The Noble Motives Behind Imam Husayn’s Revolution

Such motives were numerous. Some of them stemmed from the grievances of the general public, while others were ideological in nature and noble in objective. They may be summed up as follows:

1) The most urgent need was to stop the attempts to distort the Islamic concepts and code of conduct, particularly the falsification of hadith as discussed above. This was of the utmost significance; it preoccupied the minds of responsible Muslims at the time. Such fabrication was quite rampant, epidemic in nature, festered by the funds available for those who rushed to please the Umayyads with their pens, those who did not hesitate to sell their religion for a trifling.

Such fabrication was poisonous in effect, and it affected the lives of all Muslims, and it still does. It was giving the Umayyads a free hand to do whatever they desired of unfair and unethical policies in dealing with their subjects. The mask of religion with which they used to hide their un-Islamic conduct was quite dangerous. In the long run, such danger would eventually change the pristine concepts introduced by Islam and substitute them with anything but Islam. Stripping such a mask and exposing the true picture of the Umayyads was the most urgent task of a revolutionary like Imam al-Husayn (ﻉ).

2) The State’s structure was built on un-Islamic premises. Quraish was born to rule; non-Arabs were second-class citizens who formed the base of the society’s pyramid. That was the general social picture of the Islamic world under the Umayyad’s rule. Anyone who dared to express an opinion which did not agree with that of the Umayyads had to be placed under house arrest if not altogether eliminated. His property would then be confiscated and his life would be at stake. He would live in fear for the rest of his miserable life. Nowadays, there are millions of Muslims who live under such conditions. You see, the Umayyads are not dead; they are very much alive and well…

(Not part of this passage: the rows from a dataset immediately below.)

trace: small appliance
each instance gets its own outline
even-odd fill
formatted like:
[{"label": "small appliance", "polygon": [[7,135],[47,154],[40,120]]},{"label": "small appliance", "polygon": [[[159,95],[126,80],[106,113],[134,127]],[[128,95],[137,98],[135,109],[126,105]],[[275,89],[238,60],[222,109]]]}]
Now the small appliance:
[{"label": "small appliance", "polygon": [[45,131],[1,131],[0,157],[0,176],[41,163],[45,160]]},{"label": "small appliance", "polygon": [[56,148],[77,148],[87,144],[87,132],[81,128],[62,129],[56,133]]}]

3) The Umayyads considered the Islamic world as their own real estate property. The zakat and other Islamic taxes were levied, but nobody knew where the funds went. Large gifts were doled out from the state treasury (called in Islam bayt al-mal) to governors, government officials, tribal chiefs, army commanders, and officers who surpassed others in their cruelty and oppression… Large sums of money were spent on activities which Islam prohibits: racing, gambling, wines, slave women to entertain the high class and the people in power, etc.

The majority of Muslims were left on the brink of starvation while the ruling clique enjoyed the social and material privileges. It very much is like what one sees happening nowadays in many Muslim countries. Let us face it; most Muslims are nowadays the laughing stocks of the world; انا لله و انا اليه راجعون Inna Lillah wa Inna Ilayhi Rajioon (We belong to Allah, and to Him shall we return).

4) The Muslims had apparently become accustomed to the un-Islamic rule of the Umayyads as time passed by. Their resistance gradually slackened, and some people began adjusting to the new realities. The revolutionary spirit of Islam began to disappear little by little from the Muslims’ lives and thoughts. A new stimulant to their souls was necessary in order to bring life back to their misled souls and to restore the Islamic conduct and way of life to the society.